Der Beschwerdeführer hat dem Bund Aufwendungen in der Höhe von S 565,-- binnen zwei Wochen bei sonstiger Exekution zu ersetzen.
Begründung
Mit dem im Instanzenzug ergangenen Bescheid des Bundesministers für Inneres vom 11. Dezember 1996 wurde der am 11. Juli 1996 beim Landeshauptmann von Wien eingelangte Antrag des Beschwerdeführers auf Erteilung einer Aufenthaltsbewilligung gemäß § 5 Abs. 1 des Aufenthaltsgesetzes (AufG) in Verbindung mit § 10 Abs. 1 Z. 4 des Fremdengesetzes, BGBl. Nr. 838/1992 (FrG), abgewiesen.

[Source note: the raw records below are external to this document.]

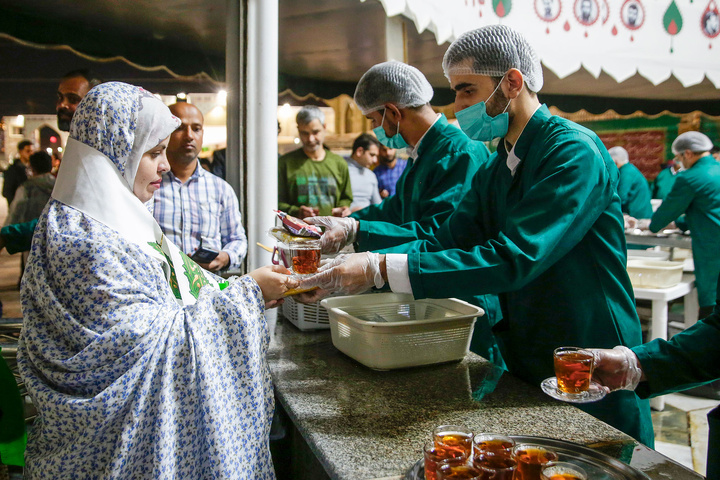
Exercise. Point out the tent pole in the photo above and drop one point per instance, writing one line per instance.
(252, 61)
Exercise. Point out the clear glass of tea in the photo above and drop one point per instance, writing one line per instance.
(458, 469)
(562, 471)
(573, 369)
(434, 454)
(530, 460)
(490, 442)
(496, 465)
(454, 437)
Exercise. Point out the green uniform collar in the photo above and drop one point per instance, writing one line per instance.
(522, 146)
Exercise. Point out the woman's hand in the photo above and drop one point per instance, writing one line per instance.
(274, 281)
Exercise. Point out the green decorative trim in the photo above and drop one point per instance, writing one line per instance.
(193, 272)
(174, 285)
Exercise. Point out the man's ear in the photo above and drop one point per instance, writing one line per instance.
(515, 83)
(395, 113)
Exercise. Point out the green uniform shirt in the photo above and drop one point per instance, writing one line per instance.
(428, 191)
(696, 193)
(550, 241)
(663, 183)
(634, 192)
(302, 181)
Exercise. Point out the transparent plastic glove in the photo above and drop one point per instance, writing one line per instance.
(352, 275)
(630, 222)
(617, 368)
(643, 223)
(338, 232)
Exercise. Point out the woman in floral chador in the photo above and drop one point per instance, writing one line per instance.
(141, 364)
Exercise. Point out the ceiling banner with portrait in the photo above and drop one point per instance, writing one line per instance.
(655, 38)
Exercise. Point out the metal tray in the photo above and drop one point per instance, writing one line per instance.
(597, 465)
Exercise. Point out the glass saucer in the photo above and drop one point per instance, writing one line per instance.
(593, 394)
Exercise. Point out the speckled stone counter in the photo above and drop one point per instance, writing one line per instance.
(363, 424)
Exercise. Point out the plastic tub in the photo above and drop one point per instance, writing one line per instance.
(654, 273)
(387, 330)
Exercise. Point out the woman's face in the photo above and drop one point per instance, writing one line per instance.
(149, 175)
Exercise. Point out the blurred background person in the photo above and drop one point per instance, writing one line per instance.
(364, 184)
(696, 195)
(633, 189)
(666, 178)
(33, 195)
(18, 171)
(388, 171)
(312, 180)
(689, 360)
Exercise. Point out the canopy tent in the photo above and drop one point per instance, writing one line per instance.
(326, 45)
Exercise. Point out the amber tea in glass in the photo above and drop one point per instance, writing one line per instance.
(497, 465)
(454, 437)
(573, 369)
(435, 454)
(489, 442)
(458, 469)
(531, 459)
(305, 258)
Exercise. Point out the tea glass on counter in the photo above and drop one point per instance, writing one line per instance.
(301, 257)
(496, 465)
(573, 369)
(562, 471)
(454, 437)
(434, 454)
(490, 442)
(530, 460)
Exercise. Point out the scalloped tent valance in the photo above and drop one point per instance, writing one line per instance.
(655, 38)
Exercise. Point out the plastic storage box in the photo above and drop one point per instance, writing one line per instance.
(388, 330)
(654, 273)
(305, 317)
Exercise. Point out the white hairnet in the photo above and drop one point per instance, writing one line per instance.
(392, 82)
(619, 155)
(696, 142)
(493, 50)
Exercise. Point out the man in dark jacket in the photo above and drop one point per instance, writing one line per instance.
(16, 174)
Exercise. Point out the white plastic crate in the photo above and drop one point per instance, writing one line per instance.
(388, 330)
(305, 317)
(654, 273)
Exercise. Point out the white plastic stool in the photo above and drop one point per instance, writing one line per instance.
(659, 316)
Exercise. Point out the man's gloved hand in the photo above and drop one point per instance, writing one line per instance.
(630, 222)
(339, 232)
(643, 223)
(347, 275)
(617, 368)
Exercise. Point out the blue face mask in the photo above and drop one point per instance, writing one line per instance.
(396, 141)
(478, 125)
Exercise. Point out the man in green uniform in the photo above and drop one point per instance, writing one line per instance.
(696, 193)
(633, 189)
(541, 227)
(660, 367)
(312, 180)
(396, 98)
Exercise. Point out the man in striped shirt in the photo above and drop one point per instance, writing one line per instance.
(194, 208)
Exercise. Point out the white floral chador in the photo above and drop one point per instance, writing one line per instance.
(140, 363)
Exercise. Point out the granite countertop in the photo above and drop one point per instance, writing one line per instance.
(367, 424)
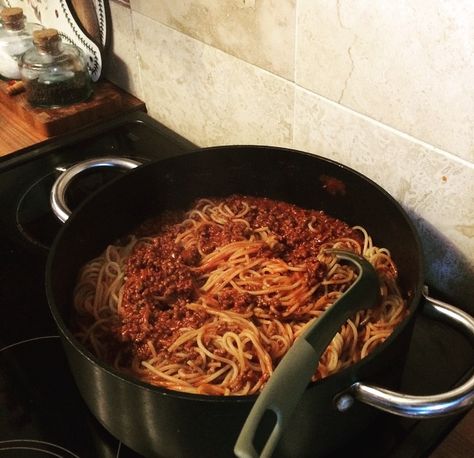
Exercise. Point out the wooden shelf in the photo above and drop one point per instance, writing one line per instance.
(23, 125)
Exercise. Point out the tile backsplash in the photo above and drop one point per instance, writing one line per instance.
(384, 87)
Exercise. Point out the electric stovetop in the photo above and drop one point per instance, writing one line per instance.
(41, 411)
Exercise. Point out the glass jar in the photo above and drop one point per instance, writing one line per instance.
(15, 39)
(54, 73)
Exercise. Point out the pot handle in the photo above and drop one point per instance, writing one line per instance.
(58, 191)
(451, 402)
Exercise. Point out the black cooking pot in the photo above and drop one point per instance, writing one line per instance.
(159, 422)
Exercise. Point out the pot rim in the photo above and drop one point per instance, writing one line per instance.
(412, 297)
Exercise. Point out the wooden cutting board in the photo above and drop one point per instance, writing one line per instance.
(105, 102)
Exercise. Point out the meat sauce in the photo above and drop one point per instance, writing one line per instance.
(161, 277)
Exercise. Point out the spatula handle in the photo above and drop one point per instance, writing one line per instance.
(292, 375)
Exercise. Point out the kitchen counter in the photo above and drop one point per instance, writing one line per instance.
(15, 135)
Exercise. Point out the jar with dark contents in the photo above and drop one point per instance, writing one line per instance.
(55, 74)
(15, 39)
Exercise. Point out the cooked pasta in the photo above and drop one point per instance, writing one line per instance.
(209, 300)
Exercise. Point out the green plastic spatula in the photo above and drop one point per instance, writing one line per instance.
(293, 374)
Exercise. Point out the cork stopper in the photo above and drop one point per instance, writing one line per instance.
(46, 39)
(12, 18)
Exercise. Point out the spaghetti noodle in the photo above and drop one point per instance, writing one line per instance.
(210, 300)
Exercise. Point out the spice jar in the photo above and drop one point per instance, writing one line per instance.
(15, 39)
(54, 73)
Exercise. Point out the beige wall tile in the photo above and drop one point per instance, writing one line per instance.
(436, 188)
(261, 32)
(407, 64)
(121, 63)
(208, 96)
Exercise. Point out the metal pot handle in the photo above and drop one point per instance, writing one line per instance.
(404, 405)
(58, 191)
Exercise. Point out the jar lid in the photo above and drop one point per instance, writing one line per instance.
(10, 15)
(46, 38)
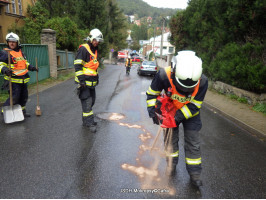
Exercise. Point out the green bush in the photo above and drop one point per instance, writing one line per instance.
(240, 66)
(260, 107)
(67, 34)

Die belangte Behörde nahm als erwiesen an, daß die vom Beschwerdeführer am 8. September 1993 geschlossene Ehe mit Urteil des Bezirksgerichtes Hernals vom 12. Februar 1996 für nichtig erklärt worden sei. Sie ging davon aus, daß der Beschwerdeführer die Ehe nur deshalb eingegangen sei, um sich fremdenrechtlich bedeutsame Bewilligungen zu verschaffen. Diese Tatsache stelle gemäß § 10 Abs. 1 Z. 4 FrG einen Sichtvermerksversagungsgrund dar. Die privaten und familiären Beziehungen des Beschwerdeführers in Österreich seien gegenüber den öffentlichen Interessen an der Versagung einer Aufenthaltsbewilligung hintanzustellen.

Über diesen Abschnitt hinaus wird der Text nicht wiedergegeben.